Harper Uses 'Smoke And Mirrors' For Agriculture Announcment

Stephen Harper was in Saskatchewan for a major agriculture announcment on Friday. The Provinicial Goverment was NOT advised of the announcment. Bruce Johnstone, Financial Editor of the Regina Leader Post, takes Harper to task for his tactics:

Smoke And Mirrors Or Agricultural Policy
Bruce Johnstone
march 10, 2007
Regina Leader Post


So is it an “investment in agriculture” or a “pre-election ploy’’ containing “recycled money”? When Prime Minister Stephen Harper announced $1 billion for Canadian producers at a news conference at a farm outside of Saskatoon, it was literally a bolt out of the blue.

Even one of Harper’s MPs, Saskatoonarea MP Brad Trost, had no clue about what Harper was going to announce the day before he announced it.

Certainly, Premier Lorne Calvert didn’t see the announcement coming.

Unlike Ontario’s Dalton McGuinty and Alberta’s Ed Stelmach, Calvert wasn’t invited to Harper’s announcement of federal government largesse in his home province.

Evidently, Calvert isn’t on Harper’s needto-know list, and he’s definitely not on the PM’s Christmas card list.

Indeed, Harper went out of his way to take potshots at Calvert and the NDP government, saying the $1-billion program is “not a Canada-Saskatchewan announcement.
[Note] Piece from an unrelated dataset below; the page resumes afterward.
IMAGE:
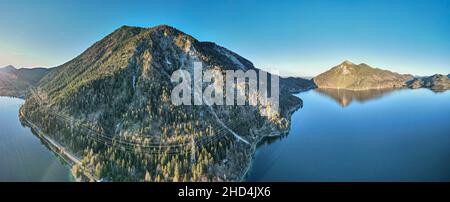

This is a national program.’’

He also suggested Saskatchewan voters would like the federal budget coming March 19. “Whether it is enough for the NDP is another question.”

The last time I looked Harper isn’t running against Calvert and the NDP, and the Conservative Party of Canada doesn’t have a (living, breathing) provincial wing in Saskatchewan.

For his part, Calvert replied that Harper’s “campaign-style” announcement “smacks of preelection.” (And Calvert would know, having just announced $5 billion in spending on highways and roads over the next 10 years.)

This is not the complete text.